Patrick Murphy, from the dispute resolution group at Clyde & Co, agreed exciting opportunities existed in Iran but acknowledged the US dollar currency elephant in the room when asked what could accelerate trade opportunities.  

“It would probably take one, two or three large banks to dip their toes in the water and say, yes we are going to start supporting business with Iran because then the fourth, fifth, sixth and seven can all say ’this is great, we are going to follow you now’,” Murphy said. 



“Until that happens, and whether that is even realistic, things are still going to be pretty heavy going.”
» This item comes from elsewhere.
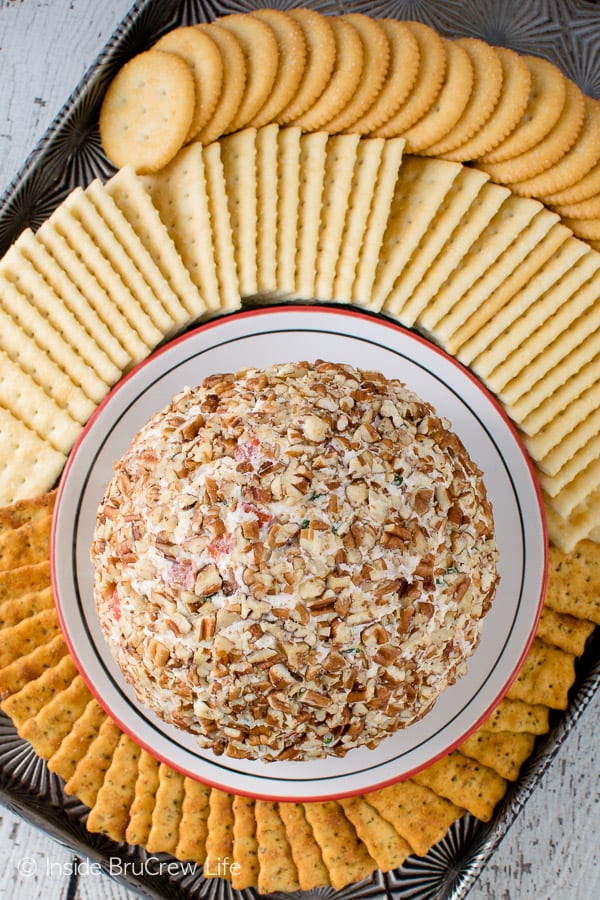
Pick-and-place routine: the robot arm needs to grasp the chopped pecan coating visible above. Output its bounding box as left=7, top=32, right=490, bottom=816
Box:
left=92, top=360, right=498, bottom=760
Atousa Mahmoudpour, who has previously practiced law in Iran, said Iranians themselves needed to “educate themselves” to understand the co-operation required for foreign entities to be able to invest in the country. 


“I was speaking at an oil and natural lubricant conference two weeks ago and a lot of Iranians attended this event and surprisingly a lot of them had no idea about the (business) basics we already know about, international rules and regulations, namely due diligence is a foreign concept to them,” said Mahmoudpour, head of the Iran desk at Dubai-based Fitchte Legal Consultants.


“More Iranians should seek to understand what is needed to facilitate doing business with Iran, it would make everyone’s life so much easier, such as obtaining documentation from Iranian [business partners and shareholders for example] to make the whole transaction a lot smoother.”